How Do You Measure PPC
1.Traffic Volume & Conversion Rate Comparisons
Measure how many traffic you are obtaining via PPC and understand the conversion rate differences from various traffic sources. The good thing about PPC is that you have the option to take visitors to any landing pages so optimizing the landing page could be an option.
2.New Keyword Opportunities
Look into the keywords your visitors are using to come into the site and leverage those keywords into your PPC keywords strategies.
3.New Traffic Source Opportunities
Evaluate the conversion rate from different traffic sources, and look into opportunities to acquire traffic and qualified visitors from high converting traffic sources.
4.Budget Forecasting
Understand the balance between how much money you are paying to acquire traffic and conversions. Allocate the money wisely across different campaign levels to sustain and grow better conversions.
5.Segmenting User Behavior
Click path from different search engines may behave differently. Understand the difference between which keywords and path the visitors took to achieve higher conversion.
6.Identifying “Influencer Keywords
Consumers search multiple times before making a purchase and refine those searches from generic keywords to more refined words. Use analytics to find out if they do indeed bring converting users, even if it’s for that initial introduction to the site.
7.Identifying Conversion Latency
Not everyone converts immediately. How many days pass before a visitor returns to convert? Therefore, don’t judge PPC success until the latency period has passed. Basically, know your audience sales cycle and build that into campaign expectations.
8.Finding Day-Part Opportunities
Certain time of the week may have different conversion rate. Adjust PPC budget allocation according to the cycle.
9.Hot Products, Top Converters
With a limited budget and possibly thousands of product pages, be aware of the various metrics that are applicable to measure what really needs to be focused. (Product page visits, revenue/order size, profit margin, conversion rates, quantity of orders, etc.)
10.Landing Page Analysis/Bounce Rates
When there are multiple landing pages for the PPC campaigns, use A/B or multivariate testes to improve the landing page performances to reduce the bounces.
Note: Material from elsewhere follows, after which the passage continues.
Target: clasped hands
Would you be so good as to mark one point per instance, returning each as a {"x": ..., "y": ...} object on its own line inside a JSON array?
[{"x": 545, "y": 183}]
11.Setting Up Goal Funnels in Google Analytics
If there is no way to install tracking code on a site's 'thank you' page, or the site owner will not allow it, Google Analytics allows us to set up a 'goal funnel' (as long as Analytics code is on the pages we need to create this 'goal' funnel). Within your Analytics program, we map out a path that the client needs to follow in order to complete a 'goal'. For example, if you choose to take a survey on a site, the end goal would be completing the survey in full. This means that you must pass through the introduction or sign-up page, each page of the survey, and the 'thank you for completing our survey' page. This goal is visually mapped out in Analytics, and a goal is registered for each visitor who enters from a certain source, and then reaches the 'goal' page.